Argument & Deliberation: An Introduction

Deliberation is the collaborative process of discussing contested issues by considering various perspectives in order to form opinions and guide judgment. Effective deliberation incorporates sustained and appropriate modes of argumentation. Deliberative practices can take many forms—from discussions, to role-playing exercises, to formal debates. All of these activities lead to exploring differing perspectives and informing various decisions.

What are the basic components of argument and deliberation?

Contest issues. Deliberation involves a controversy or unsolved problem in need of resolution.

Exchange opinions. Deliberation is not individual monologues, but a substantial consideration of ideas by multiple group members who advance different perspectives.

Reflect. Deliberation encourages members to acknowledge others’ viewpoints and consider them in relation to their own viewpoint. The inability or unwillingness to consider opposing viewpoints leads to uninformed, and often indefensible, resolutions.

Synthesize. Deliberation combines and builds upon individual contributions to create intellectual activity greater than the sum of its parts.

Reform opinions. Deliberation between individuals sparks deliberation within themselves, challenging and expanding their opinions on issues.

Judge. Deliberation fosters conclusions on critical issues.

What can one argue about?

Facts. Rarely are interesting and non-trivial facts so obvious that they invite universal agreement. We do not argue over the location of the Pacific Ocean or the temperature that water boils, for a resolution to such issues is easily reached. However, not all scientific or "factual" issues are beyond dispute, such as the effects of global warming and the cause of AIDS. However, deliberation provides ways to expose the areas of contest and to compare and provide alternate views on competing facts.

Values. The clash of values is a defining marker of contemporary society. Deliberation can raise questions about the tensions between and within value systems that guide decision-making. Most Americans support free speech and the freedom of religion, but when these values come into conflict (such as posting the Ten Commandments outside a courthouse), it is the deliberative process that attempts to resolve these conflicts.

Policies. The range of possibilities for action is almost limitless. Deliberation about policies encourages in-depth analysis of possibilities for change. These debates inevitably incorporates issues of facts and values, but policy deliberations center on legal or legislative changes.

Definitions. Much conflict is ultimately definitional. Deliberation forces advocates to defend their definition against the scrutiny of others.
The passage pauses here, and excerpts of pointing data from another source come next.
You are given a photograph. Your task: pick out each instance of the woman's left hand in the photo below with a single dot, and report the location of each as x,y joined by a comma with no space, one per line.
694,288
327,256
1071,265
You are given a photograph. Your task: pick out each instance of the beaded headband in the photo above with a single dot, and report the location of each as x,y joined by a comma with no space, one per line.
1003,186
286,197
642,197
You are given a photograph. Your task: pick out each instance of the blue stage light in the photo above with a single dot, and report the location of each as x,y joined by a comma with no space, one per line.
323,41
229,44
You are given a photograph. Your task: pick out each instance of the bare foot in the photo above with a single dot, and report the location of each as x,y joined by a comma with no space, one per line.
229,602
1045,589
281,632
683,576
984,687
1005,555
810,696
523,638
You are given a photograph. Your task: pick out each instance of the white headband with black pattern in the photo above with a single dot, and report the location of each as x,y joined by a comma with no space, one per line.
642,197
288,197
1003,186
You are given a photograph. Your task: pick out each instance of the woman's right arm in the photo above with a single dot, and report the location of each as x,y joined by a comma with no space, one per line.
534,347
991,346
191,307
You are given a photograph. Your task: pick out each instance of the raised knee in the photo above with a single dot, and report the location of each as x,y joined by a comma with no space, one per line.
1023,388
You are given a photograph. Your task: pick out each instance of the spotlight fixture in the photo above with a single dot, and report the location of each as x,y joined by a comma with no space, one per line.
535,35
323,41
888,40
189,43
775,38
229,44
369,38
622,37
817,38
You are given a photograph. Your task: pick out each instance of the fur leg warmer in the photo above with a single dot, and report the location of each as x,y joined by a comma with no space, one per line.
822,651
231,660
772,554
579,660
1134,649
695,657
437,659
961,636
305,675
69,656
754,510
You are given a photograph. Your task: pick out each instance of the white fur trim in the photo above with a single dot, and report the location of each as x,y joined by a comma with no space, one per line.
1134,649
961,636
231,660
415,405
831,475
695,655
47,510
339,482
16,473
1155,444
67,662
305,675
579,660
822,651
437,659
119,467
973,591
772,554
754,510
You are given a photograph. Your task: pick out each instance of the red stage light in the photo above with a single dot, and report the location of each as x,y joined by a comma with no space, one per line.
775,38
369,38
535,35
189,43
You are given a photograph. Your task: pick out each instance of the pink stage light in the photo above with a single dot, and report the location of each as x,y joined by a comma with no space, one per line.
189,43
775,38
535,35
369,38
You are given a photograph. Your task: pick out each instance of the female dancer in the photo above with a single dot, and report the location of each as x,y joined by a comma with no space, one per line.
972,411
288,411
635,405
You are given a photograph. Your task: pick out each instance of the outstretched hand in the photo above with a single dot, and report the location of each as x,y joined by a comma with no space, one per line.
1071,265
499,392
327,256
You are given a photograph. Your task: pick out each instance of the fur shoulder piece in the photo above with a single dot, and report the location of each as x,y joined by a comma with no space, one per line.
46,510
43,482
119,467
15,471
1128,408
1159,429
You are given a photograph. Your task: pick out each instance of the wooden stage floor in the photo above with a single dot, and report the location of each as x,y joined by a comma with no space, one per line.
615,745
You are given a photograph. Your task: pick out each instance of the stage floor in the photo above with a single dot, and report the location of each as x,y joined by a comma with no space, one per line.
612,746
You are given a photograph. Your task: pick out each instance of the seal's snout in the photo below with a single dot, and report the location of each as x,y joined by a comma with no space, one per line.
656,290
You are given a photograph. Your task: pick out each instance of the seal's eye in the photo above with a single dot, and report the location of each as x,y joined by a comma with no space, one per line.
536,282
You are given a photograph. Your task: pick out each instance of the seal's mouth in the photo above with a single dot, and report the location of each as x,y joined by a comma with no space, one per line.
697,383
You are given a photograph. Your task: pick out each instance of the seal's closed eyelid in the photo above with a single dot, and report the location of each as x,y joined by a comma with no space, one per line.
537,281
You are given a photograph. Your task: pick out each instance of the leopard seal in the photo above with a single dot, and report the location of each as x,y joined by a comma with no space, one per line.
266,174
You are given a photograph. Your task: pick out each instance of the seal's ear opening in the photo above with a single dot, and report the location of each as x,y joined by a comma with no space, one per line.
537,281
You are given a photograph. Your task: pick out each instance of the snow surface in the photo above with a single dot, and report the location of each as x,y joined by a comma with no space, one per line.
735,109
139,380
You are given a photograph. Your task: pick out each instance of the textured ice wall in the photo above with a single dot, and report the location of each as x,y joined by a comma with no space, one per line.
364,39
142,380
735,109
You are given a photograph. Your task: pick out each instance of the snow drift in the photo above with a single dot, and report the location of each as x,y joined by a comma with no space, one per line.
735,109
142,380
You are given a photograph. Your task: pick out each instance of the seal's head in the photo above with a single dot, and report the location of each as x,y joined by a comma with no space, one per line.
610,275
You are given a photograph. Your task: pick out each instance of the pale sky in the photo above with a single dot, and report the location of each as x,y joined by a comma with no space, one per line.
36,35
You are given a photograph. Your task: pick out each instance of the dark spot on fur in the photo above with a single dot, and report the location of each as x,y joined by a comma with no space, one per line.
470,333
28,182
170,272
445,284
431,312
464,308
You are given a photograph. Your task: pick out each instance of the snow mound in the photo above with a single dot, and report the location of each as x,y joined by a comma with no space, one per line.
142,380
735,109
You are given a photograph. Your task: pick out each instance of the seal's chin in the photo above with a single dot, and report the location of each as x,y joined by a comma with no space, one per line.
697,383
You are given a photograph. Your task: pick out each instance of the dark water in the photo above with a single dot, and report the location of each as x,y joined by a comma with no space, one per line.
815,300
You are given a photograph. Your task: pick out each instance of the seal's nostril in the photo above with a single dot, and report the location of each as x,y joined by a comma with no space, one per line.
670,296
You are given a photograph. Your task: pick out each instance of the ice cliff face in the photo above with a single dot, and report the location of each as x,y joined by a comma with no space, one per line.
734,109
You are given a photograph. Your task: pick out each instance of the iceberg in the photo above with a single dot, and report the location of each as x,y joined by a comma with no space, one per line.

For example, what constitutes "freedom" or what determines "life?"

Interpretations. Competing interpretations of texts or data are prevalent in a complex society. Deliberation can compare interpretations for correspondence to truth, authorial intent, or social productivity; essentially, what someone or something "means" and why that is important.

Research. Studies, data, and articles offer many issues for deliberation. Deliberation can involve issues about methodology, findings, conclusions, or the implications of research. They say statistics do not lie; but the way one uses statistics in an argument or how the statistics were developed are clearly open for debate.

Criteria. The process of decision-making always involves criteria for judgment. Deliberation about criteria assists in making judgments that are satisfactory and legitimated. There are criteria for determining the admissibility of evidence in a courtroom or the viability of a scientific finding; however, the standards themselves are often the subject of intense deliberation.

Theories. Theories are hotly contested in science, social science, and the humanities. Deliberation tests the strengths and weaknesses of theoretical paradigms.